The average yield on Nigerian Treasury bill has fallen below 22% in the secondary market as investors gear up for the upcoming N700 billion auction. Trading activity in the Treasury bills market remains subdued, with mild bullish sentiment as participants assess the latest inflation data.
Treasury bill yields decreased marginally as a result of the increasing demand for naira-based investments, especially for longer-term securities. Financial analysts claim that the recent release of rebased consumer price index (CPI) data for January 2025 played a role in this dip by demonstrating a significant drop in inflation. In December 2024, the headline inflation rate was 34.80%; in January 2025, it was 24.48%.

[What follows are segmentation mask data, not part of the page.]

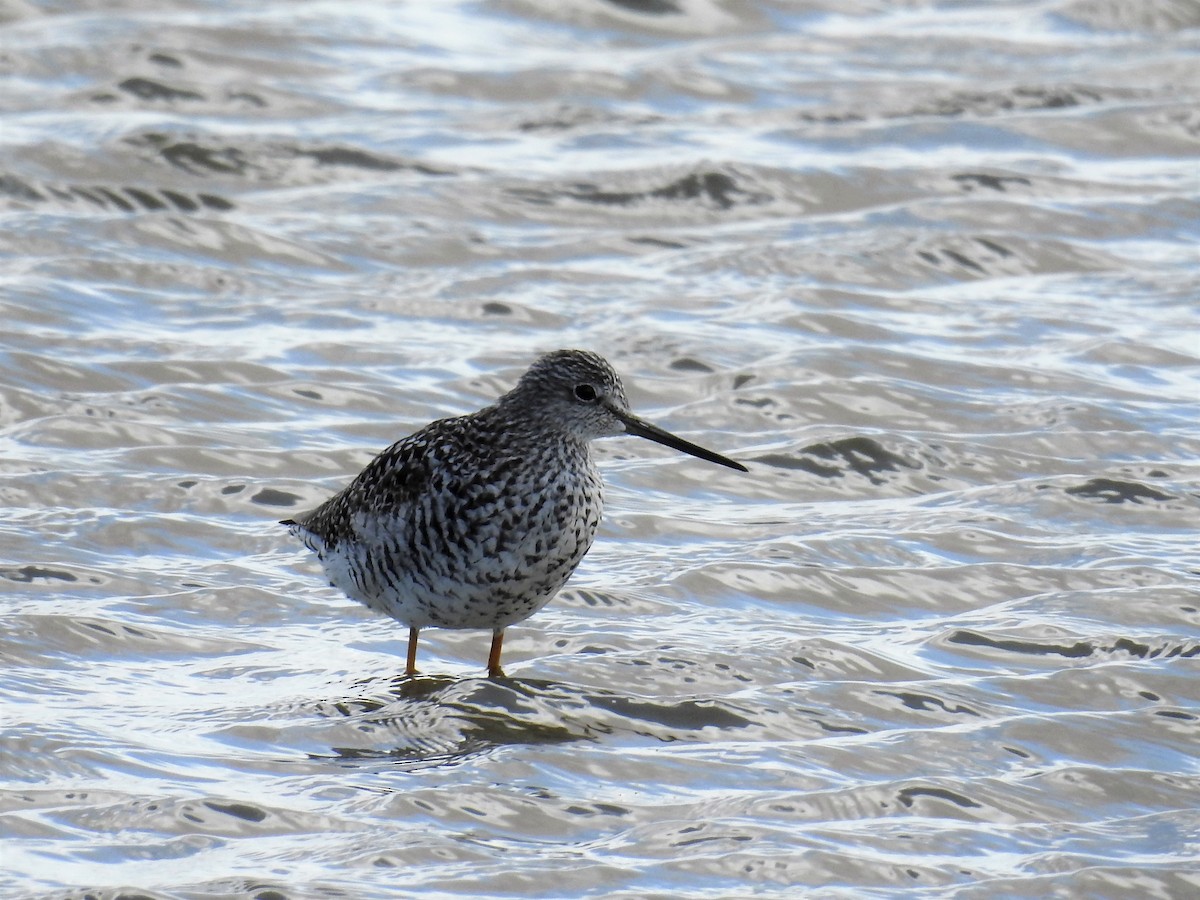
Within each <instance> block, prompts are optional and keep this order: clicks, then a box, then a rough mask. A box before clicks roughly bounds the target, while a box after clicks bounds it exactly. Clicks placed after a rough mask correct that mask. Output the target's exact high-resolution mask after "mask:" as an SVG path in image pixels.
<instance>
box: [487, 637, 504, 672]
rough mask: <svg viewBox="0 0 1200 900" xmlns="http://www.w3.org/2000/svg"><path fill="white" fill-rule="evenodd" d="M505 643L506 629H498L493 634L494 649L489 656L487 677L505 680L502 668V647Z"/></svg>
mask: <svg viewBox="0 0 1200 900" xmlns="http://www.w3.org/2000/svg"><path fill="white" fill-rule="evenodd" d="M503 643H504V629H503V628H498V629H496V630H494V631H493V632H492V649H491V652H490V653H488V654H487V677H488V678H503V677H504V670H503V668H500V646H502V644H503Z"/></svg>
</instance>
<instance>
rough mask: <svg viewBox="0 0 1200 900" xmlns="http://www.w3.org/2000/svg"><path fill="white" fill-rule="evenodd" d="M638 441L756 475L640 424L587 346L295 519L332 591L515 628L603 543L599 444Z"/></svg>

As a result, interest rates on government securities declined across various tenors, with long-term securities experiencing the most significant drop. The average benchmark yield decreased by 9 basis points (bps) to close at 21.93% ahead of the midweek primary market auction.
Breaking it down further:
- Short-term bills (less than 3 months) saw a slight yield decline of 1 bp.
- Mid-term bills (around 6 months) also experienced a 1 bp drop.

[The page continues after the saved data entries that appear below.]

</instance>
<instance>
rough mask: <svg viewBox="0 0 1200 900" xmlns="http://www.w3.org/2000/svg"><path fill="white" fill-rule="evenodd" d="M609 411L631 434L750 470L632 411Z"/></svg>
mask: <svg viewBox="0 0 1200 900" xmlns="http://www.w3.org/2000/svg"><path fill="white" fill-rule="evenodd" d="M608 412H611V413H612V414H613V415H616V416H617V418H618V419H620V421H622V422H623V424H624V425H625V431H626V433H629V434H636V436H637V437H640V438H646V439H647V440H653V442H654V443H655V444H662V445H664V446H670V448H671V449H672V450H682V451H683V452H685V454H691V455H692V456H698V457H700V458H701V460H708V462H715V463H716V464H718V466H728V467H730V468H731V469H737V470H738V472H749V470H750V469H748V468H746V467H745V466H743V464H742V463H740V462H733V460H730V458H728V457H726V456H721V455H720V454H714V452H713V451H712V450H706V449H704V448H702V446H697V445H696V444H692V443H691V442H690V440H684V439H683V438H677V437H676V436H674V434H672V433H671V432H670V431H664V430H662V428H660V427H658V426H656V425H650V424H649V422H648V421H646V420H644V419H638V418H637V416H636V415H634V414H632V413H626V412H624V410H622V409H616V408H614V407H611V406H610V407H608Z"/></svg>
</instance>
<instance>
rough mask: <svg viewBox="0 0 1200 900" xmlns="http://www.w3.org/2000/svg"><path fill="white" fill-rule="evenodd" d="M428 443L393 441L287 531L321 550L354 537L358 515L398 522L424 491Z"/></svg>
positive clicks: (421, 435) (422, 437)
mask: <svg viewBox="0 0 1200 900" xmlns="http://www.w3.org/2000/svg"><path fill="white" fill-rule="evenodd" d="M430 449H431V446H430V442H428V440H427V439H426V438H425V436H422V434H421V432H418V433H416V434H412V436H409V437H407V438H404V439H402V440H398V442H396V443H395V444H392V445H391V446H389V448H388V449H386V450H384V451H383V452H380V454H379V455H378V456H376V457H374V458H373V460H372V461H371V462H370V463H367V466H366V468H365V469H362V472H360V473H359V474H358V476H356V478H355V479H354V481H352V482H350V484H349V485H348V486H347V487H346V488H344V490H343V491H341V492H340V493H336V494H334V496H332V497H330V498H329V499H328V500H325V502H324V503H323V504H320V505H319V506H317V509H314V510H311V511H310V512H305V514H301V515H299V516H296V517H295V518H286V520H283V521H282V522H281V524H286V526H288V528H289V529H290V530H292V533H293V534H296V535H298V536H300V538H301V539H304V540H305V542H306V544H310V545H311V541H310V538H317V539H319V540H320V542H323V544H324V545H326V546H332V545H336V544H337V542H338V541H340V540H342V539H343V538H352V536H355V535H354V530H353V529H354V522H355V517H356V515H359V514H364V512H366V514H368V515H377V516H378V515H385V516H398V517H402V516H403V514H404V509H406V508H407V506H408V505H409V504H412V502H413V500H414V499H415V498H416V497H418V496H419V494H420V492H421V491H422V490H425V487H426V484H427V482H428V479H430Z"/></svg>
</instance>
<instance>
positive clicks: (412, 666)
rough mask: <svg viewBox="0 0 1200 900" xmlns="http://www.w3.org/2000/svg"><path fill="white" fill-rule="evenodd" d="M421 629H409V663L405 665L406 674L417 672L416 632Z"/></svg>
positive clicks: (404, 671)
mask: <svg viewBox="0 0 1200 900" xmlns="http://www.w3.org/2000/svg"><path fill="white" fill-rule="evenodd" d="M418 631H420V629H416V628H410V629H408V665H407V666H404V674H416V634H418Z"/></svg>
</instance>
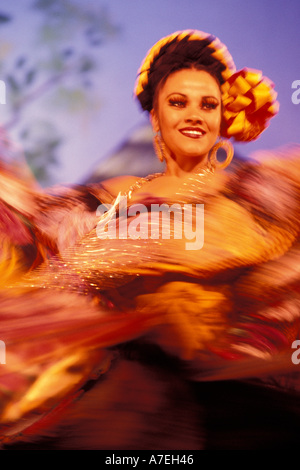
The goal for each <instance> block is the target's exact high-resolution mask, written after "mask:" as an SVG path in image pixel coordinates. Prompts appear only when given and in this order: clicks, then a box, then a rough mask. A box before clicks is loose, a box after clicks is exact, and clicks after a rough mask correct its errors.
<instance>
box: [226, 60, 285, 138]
mask: <svg viewBox="0 0 300 470" xmlns="http://www.w3.org/2000/svg"><path fill="white" fill-rule="evenodd" d="M221 90H222V103H223V126H222V131H221V135H222V136H223V137H226V138H227V139H229V138H230V137H233V138H234V139H235V140H236V141H239V142H249V141H251V140H255V139H257V137H258V136H259V135H260V134H261V133H262V132H263V131H264V130H265V129H266V128H267V127H268V125H269V120H270V119H271V118H272V117H274V116H275V115H276V114H277V112H278V109H279V103H278V101H276V97H277V93H276V92H275V91H274V84H273V83H272V82H271V81H270V80H269V79H268V78H267V77H263V76H262V73H261V72H260V71H259V70H253V69H247V68H245V69H242V70H240V71H238V72H236V73H234V74H233V75H232V76H231V77H230V78H229V79H228V80H226V82H225V83H224V84H223V85H222V87H221Z"/></svg>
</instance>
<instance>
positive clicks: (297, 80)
mask: <svg viewBox="0 0 300 470" xmlns="http://www.w3.org/2000/svg"><path fill="white" fill-rule="evenodd" d="M292 88H293V89H295V91H294V92H293V93H292V103H294V104H300V80H294V81H293V83H292Z"/></svg>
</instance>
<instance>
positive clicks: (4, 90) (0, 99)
mask: <svg viewBox="0 0 300 470" xmlns="http://www.w3.org/2000/svg"><path fill="white" fill-rule="evenodd" d="M0 104H6V86H5V82H4V81H3V80H0Z"/></svg>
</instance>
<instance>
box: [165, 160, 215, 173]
mask: <svg viewBox="0 0 300 470" xmlns="http://www.w3.org/2000/svg"><path fill="white" fill-rule="evenodd" d="M208 166H209V161H208V156H206V157H205V158H203V159H201V161H199V160H197V159H195V160H193V159H189V160H188V161H187V160H185V161H184V162H181V163H180V162H178V161H177V160H175V159H174V158H171V157H170V158H167V159H166V170H165V175H167V176H177V177H178V178H184V177H185V176H188V175H190V174H192V173H194V174H195V173H196V174H197V173H200V172H201V171H202V170H204V169H207V168H208Z"/></svg>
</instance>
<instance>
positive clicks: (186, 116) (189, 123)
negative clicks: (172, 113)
mask: <svg viewBox="0 0 300 470" xmlns="http://www.w3.org/2000/svg"><path fill="white" fill-rule="evenodd" d="M185 122H187V123H189V124H201V123H202V122H203V118H202V114H201V110H200V109H199V108H198V109H190V110H187V113H186V116H185Z"/></svg>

- Long-term bills (almost a year) recorded a significant drop of 12 bps.
Analysts at Cordros Capital Limited attributed this decline to strong investor demand for specific Treasury bills, including those maturing in 79 days (-1 bp), 170 days (-1 bp), and 289 days (-90 bps). Additionally, increased buying activity was noted in the Open Market Operations (OMO) Bills segment, where a recent N10 billion OMO repayment led to a 49 bps reduction in yields, bringing them down to 25.9% in the secondary market.
On behalf of the Central Bank of Nigeria, the Debt Management Office (DMO) plans to issue Treasury Bills totalling N700 billion over three tenors: 91 days, 182 days, and 364 days. Analysts anticipate that while investors get ready to place their bids in the next auction, secondary market trade will continue to be quiet.